Petugas rumah sakit kewalahan saat puluhan karyawan pabrik sepatu di Jombang ini berdatangan karena keracunan (Foto / Metro TV) Petugas rumah sakit kewalahan saat puluhan karyawan pabrik sepatu di Jombang ini berdatangan karena keracunan (Foto / Metro TV)
JOMBANG : Puluhan buruh di Kabupaten Jombang hingga kini masih menjalani perawatan intensif di sejumlah rumah sakit usai keracunan makanan berbuka puasa. Sebagian buruh sudah diperbolehkan pulang karena kodnisinya sudah membaik.  

Dari total 110 buruh yang mengalami keracunan, 87 orang saat ini sudah diperbolehkan menjalani rawat jalan. Sedangkan 23 orang lagi masih memerlukan proses observasi dari pihak medis. Mereka dirawat di dua tempat yakni di klinik pabrik dan rumah sakit kristen Mojowarno.

Kabid pelayanan medik RSK Mojowarno, dokter Yosua Jacob saat dikonfirmasi mengatakan rata-rata para buruh yang keracunan mengalami gejala dehidrasi hebat. Selain mual, mereka juga merasakan pusing dan diare.

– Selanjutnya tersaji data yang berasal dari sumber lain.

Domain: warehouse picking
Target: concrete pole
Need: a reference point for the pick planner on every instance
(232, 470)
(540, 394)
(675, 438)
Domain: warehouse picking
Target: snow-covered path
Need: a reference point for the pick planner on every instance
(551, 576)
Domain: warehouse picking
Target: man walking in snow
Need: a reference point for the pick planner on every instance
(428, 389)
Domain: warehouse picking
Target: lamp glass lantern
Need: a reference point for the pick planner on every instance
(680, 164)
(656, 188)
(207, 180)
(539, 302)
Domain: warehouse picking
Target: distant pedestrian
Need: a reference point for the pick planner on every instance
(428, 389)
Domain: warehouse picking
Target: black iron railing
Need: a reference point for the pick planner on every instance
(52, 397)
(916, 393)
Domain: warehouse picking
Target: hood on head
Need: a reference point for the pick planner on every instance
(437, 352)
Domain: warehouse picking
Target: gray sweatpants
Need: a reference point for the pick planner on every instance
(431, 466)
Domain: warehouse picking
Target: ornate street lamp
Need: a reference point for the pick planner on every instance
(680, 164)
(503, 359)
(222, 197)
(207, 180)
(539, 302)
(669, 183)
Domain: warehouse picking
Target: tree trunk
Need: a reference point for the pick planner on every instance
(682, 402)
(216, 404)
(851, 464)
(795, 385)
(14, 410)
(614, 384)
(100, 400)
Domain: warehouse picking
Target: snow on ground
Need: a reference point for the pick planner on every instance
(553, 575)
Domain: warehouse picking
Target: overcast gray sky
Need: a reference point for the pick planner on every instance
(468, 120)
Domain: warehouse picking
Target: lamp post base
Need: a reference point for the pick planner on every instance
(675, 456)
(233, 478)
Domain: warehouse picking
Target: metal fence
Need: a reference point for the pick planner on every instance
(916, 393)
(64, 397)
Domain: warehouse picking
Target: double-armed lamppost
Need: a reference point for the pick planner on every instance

"Dari para buruh yang keracunan, ada dua orang yang sedang hamil muda. Meski kondisi kesehatan sudah membaik. Hanya saja, satu orang di antaranya menunjukkan kegawatan pada janin dan perlu dilakukan observasi ketat dari tim medis," terangnya, Sabtu 1 Mei 2021.

Sebelumnya, ratusan buruh pabrik sepatu PT Venezia Footwear, Desa/Kecematan Bareng keracunan makanan berbuka puasa yang diberikan pihak pabrik. Mereke diduga keracunan makanan dari ikan kulit sapi yang dipakai menu dalam berbuka puasa para buruh.